To cancel any command, type “control-c”. To pause it and send it to run in the background, type “control-z” and then “bg”. To bring the job back to the foreground, type “fg”
to view the processes that are currently running, type “top” and then “q” to quit.
to stop a process, type “kill PID”, where PID is replaced with the process ID number you see in the “top” list
cp, mv, rm, rmdir, mkdir will copy, move, remove, remove directory, and make directory, respectively
FASTQ files have four lines per sequence. To get the first 100 lines (25 sequences):
head -100 ~/Topic_3/data/PmdT_147_100k_R1.fq
head -100 ~/Topic_3/data/PmdT_147_100k_R1.fq > new.fq
head -100 ~/Topic_3/data/PmdT_147_100k_R1.fq | wc -c
grep @HWI-ST ~/Topic_3/data/PmdT_147_100k_R1.fq
grep "^>" ~/Topic_3/data/Pine_reference_rnaseq_reduced.fa | wc -l
sed -n '/>comp10454_c2_seq1/,/>/p' ~/Topic_3/data/Pine_reference_rnaseq_reduced.fa | grep -v ">" | tr -d "\n"
This uses sed to find everything between the two matches, the first of which is “>comp10454_c2_seq1” and the second is the next “>” character. Note the use of tr -d “\n” to clip the new line characters and return a single contiguous sequence.

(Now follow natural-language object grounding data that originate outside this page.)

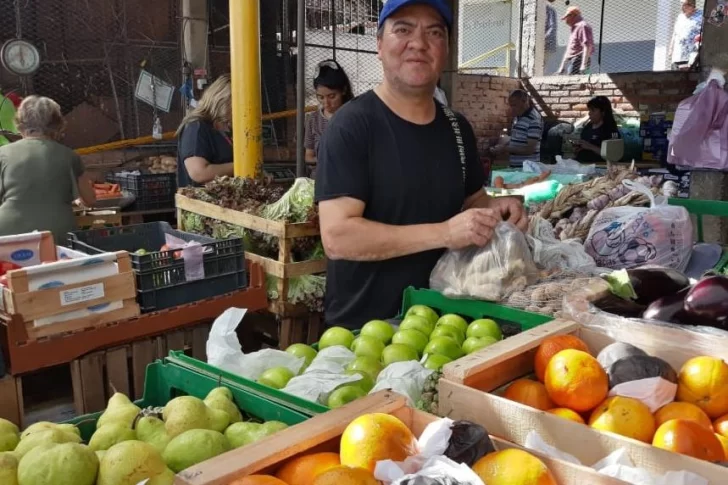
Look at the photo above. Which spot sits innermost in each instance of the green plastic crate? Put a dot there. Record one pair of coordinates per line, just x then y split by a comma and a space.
165, 380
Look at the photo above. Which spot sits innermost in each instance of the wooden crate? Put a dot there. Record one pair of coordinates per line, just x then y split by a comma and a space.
323, 433
470, 390
25, 354
95, 377
26, 307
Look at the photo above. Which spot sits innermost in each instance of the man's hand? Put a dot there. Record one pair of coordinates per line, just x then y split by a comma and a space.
511, 210
473, 227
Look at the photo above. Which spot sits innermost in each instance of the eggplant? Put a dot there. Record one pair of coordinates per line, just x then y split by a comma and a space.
707, 302
669, 309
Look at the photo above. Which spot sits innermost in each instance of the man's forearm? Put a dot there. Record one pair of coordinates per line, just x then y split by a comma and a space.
359, 239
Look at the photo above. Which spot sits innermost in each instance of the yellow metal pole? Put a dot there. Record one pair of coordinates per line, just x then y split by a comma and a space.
245, 72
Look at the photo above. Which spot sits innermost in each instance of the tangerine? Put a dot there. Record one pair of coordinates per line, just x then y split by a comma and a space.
552, 346
531, 393
513, 467
703, 381
567, 414
575, 380
304, 469
689, 438
682, 410
624, 416
374, 437
344, 475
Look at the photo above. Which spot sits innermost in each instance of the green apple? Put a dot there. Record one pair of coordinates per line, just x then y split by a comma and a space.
367, 345
365, 381
484, 328
276, 377
454, 320
423, 311
472, 344
444, 346
413, 338
303, 350
336, 336
367, 365
436, 361
345, 395
378, 329
450, 332
398, 353
414, 322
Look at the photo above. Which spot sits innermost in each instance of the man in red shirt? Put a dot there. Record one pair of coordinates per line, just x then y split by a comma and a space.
581, 44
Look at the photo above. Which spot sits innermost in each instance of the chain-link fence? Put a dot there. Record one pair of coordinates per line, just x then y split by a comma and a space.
93, 53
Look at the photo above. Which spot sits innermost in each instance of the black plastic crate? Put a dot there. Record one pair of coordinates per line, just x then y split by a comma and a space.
160, 275
152, 190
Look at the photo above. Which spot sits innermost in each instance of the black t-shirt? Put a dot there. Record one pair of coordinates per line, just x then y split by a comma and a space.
201, 139
595, 136
406, 174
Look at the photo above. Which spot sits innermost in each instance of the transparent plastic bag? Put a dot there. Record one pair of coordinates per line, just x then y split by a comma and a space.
504, 265
628, 237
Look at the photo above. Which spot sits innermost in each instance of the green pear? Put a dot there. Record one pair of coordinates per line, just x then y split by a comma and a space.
164, 478
8, 469
42, 437
193, 447
107, 436
185, 413
128, 463
119, 410
151, 430
244, 433
222, 399
59, 464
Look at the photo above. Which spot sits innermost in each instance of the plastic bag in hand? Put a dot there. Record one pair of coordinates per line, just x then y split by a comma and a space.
628, 237
504, 265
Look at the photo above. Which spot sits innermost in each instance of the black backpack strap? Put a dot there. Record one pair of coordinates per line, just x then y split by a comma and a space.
458, 138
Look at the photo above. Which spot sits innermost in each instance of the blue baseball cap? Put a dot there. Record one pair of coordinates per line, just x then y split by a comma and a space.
391, 6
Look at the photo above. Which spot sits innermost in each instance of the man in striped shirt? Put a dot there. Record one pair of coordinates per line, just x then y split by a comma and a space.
526, 132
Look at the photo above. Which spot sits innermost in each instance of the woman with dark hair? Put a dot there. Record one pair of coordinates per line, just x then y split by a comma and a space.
333, 89
601, 126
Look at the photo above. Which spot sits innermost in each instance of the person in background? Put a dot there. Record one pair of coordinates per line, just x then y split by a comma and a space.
39, 177
577, 58
204, 144
333, 90
683, 44
526, 132
550, 36
600, 127
399, 179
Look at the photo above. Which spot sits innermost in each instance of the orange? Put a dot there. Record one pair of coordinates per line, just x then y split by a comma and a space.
624, 416
513, 467
689, 438
552, 346
724, 443
575, 380
567, 414
374, 437
682, 410
344, 475
258, 480
703, 381
530, 393
304, 469
720, 425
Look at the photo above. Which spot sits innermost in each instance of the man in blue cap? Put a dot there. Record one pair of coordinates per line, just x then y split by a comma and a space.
399, 178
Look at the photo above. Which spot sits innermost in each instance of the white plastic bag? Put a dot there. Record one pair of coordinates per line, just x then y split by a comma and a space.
628, 237
504, 265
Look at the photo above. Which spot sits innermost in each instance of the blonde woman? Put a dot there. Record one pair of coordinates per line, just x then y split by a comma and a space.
39, 177
204, 143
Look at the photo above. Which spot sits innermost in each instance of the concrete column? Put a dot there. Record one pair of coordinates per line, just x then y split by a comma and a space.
712, 185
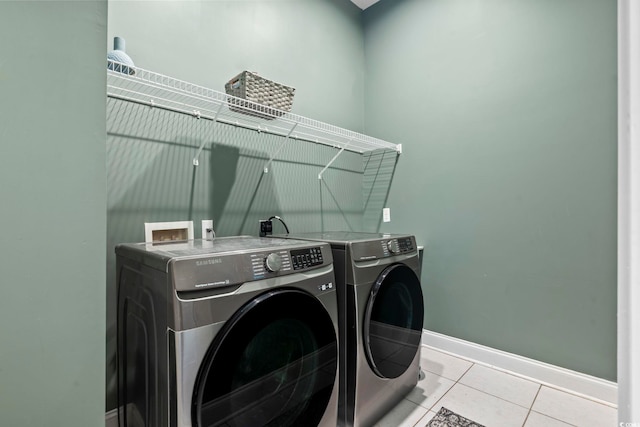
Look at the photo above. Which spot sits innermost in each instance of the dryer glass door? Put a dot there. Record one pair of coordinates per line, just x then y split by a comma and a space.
273, 364
393, 321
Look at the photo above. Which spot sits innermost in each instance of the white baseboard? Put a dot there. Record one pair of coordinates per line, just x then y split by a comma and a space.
111, 418
554, 376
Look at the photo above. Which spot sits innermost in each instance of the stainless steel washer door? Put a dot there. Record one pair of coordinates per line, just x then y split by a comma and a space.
273, 364
393, 321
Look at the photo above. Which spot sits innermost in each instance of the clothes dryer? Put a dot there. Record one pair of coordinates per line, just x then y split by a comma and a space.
237, 331
381, 315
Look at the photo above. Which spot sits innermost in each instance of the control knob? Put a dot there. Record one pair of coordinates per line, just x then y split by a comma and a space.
273, 262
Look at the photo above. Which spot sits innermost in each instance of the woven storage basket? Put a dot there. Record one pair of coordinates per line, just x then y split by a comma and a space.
274, 98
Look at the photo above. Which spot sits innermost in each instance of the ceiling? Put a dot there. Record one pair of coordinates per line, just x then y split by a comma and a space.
363, 4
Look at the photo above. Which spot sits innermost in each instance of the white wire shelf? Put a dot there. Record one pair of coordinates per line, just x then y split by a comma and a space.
159, 91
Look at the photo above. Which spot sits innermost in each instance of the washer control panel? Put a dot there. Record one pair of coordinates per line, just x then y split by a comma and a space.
270, 262
397, 246
305, 258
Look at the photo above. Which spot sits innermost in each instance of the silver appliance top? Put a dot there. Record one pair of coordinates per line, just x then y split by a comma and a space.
225, 261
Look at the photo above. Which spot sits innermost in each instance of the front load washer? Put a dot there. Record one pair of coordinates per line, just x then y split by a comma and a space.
238, 331
381, 313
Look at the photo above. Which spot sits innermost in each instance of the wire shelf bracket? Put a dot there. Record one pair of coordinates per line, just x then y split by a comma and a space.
159, 91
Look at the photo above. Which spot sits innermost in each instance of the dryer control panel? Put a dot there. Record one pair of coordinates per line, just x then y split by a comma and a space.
383, 248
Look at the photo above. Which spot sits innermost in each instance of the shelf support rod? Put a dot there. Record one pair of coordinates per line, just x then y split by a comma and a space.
333, 160
204, 141
286, 139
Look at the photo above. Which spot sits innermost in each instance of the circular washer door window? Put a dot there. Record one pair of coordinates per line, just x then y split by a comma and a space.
393, 321
273, 364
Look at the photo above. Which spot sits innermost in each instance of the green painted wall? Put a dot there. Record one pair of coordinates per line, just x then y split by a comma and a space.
507, 114
53, 197
313, 45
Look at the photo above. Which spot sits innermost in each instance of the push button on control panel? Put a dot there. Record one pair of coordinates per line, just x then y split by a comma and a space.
305, 258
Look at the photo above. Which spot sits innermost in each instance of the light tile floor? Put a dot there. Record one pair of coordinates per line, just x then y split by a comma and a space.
493, 398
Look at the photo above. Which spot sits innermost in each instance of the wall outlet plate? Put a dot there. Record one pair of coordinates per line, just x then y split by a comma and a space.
207, 229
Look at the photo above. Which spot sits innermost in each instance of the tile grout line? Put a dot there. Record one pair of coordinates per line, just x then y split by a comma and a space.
527, 378
532, 403
450, 388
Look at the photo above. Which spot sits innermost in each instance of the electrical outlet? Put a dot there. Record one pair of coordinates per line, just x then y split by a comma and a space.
207, 229
266, 227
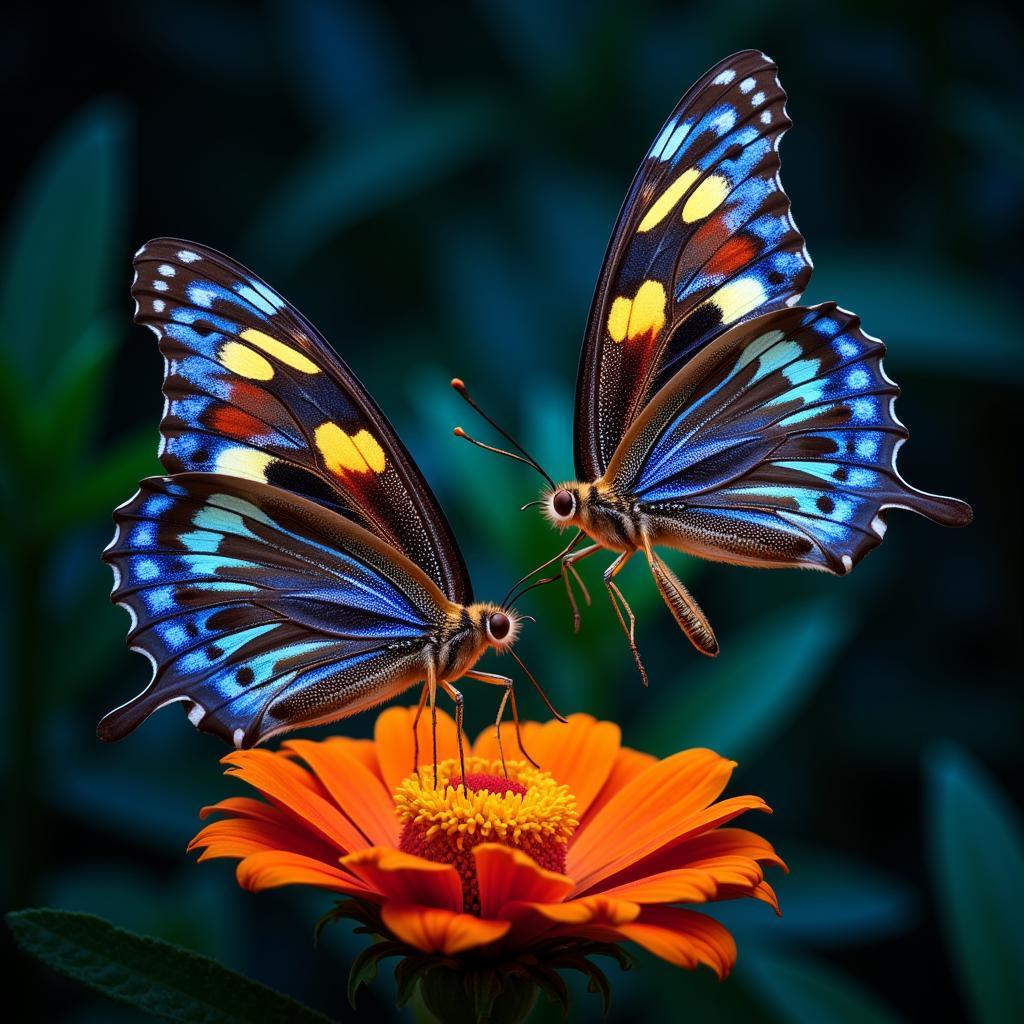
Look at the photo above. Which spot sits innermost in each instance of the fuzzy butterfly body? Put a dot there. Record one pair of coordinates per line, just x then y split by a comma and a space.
714, 415
293, 567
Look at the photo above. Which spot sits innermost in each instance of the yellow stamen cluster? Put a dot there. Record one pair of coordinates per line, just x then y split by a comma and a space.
545, 813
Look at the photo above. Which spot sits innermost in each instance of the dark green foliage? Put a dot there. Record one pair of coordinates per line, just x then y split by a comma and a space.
161, 980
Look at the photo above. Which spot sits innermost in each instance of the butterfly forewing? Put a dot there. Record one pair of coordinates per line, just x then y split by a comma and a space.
262, 610
254, 391
705, 240
776, 445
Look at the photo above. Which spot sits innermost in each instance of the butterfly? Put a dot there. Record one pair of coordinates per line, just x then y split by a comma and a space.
294, 566
713, 414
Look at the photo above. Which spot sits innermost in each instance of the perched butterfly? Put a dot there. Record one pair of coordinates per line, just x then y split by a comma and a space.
712, 414
294, 567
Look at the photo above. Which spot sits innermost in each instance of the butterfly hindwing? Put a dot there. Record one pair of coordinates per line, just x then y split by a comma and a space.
704, 241
776, 445
262, 610
254, 391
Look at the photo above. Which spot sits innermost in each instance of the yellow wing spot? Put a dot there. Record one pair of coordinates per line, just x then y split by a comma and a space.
706, 199
245, 361
666, 203
287, 354
352, 453
738, 298
642, 314
244, 462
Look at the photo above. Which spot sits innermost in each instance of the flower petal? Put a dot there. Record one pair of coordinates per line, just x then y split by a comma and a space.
434, 931
579, 754
507, 875
278, 867
393, 737
683, 938
596, 910
242, 837
658, 806
627, 766
358, 793
274, 775
407, 879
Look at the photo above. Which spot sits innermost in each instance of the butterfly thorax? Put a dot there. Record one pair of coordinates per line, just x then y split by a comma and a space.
613, 520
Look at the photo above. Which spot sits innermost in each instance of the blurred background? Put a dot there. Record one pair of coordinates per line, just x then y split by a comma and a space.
434, 187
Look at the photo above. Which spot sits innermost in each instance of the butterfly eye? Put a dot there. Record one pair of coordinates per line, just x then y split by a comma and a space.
563, 503
499, 625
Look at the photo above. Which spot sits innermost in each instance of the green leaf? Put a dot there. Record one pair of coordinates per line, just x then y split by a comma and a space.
107, 483
758, 683
347, 179
977, 850
159, 979
801, 990
64, 242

tail -10 ~/Topic_3/data/Pine_reference_rnaseq_reduced.fa
head -1000 ~/Topic_3/data/Pine_reference_rnaseq_reduced.fa | tail -10
sed 's/N/A/g' file1 > file2
sed 's/\"//g' file > file2
awk '{print $1}' ~/Topic_3/data/cold_hot_expression.txt
awk '{print $1}' ~/Topic_3/data/cold_hot_expression.txt | sort > new2.txt
paste ~/Topic_3/data/cold_hot_expression.txt new2.txt > new3.txt
awk '{if($12 > 85){print}}' ~/Topic_3/data/sample_blast_results.txt > sample_blast_results_filt.txt
This is really useful for filtering BLAST tabular format results. Another nice way to sort blast results to get the best hit for each contig that you queried, sorted by bit score and e-value:
sort -k1,1 -k12,12nr -k11,11n ~/Topic_3/data/sample_blast_results.txt | sort -u -k1,1 --merge > sample_blast_results_sorted.txt
cut -f3-8 ~/Topic_3/data/sample_blast_results.txt > sample_blast_results_sub.txt
awk '{s=0; for (i=3; i <= NF; i++) {if($i == "N"){s=s+1}}}; {print s}' ~/Topic_3/data/sample_depths.txt > file_withnumber_ofNs.txt
awk 'BEGIN {FS=OFS=" "}{sum=0; n=0; for(i=3;i<=NF;i++){if ($i != "N"){sum+=$i; ++n}} print sum/n}' ~/Topic_3/data/sample_depths.txt > sample_depths_rowmeans.txt
NOTE: these operations using awk are MUCH faster than R, especially on large files, and they are easy to integrate into shell scripts.
ls | grep fastq$
or
ls *fastq
ff=`ls | grep fastq$`
mv $ff ./sub
This stores the contents of the ls | grep command in a variable calld “ff” which can be used by prefixing it with the “$” sign. This is very useful for moving files around or deleting them.
ff=`ls | grep fastq$`
for i in $ff
do
echo $i
wc -l $i
done
If you do much playing around with sequence data, especially whole genome sequence files, learning to use awk, sed, grep, and other bash commands will be incredibly helpful and more efficient than relatively slow approaches such as reading data into R and manipulating it there.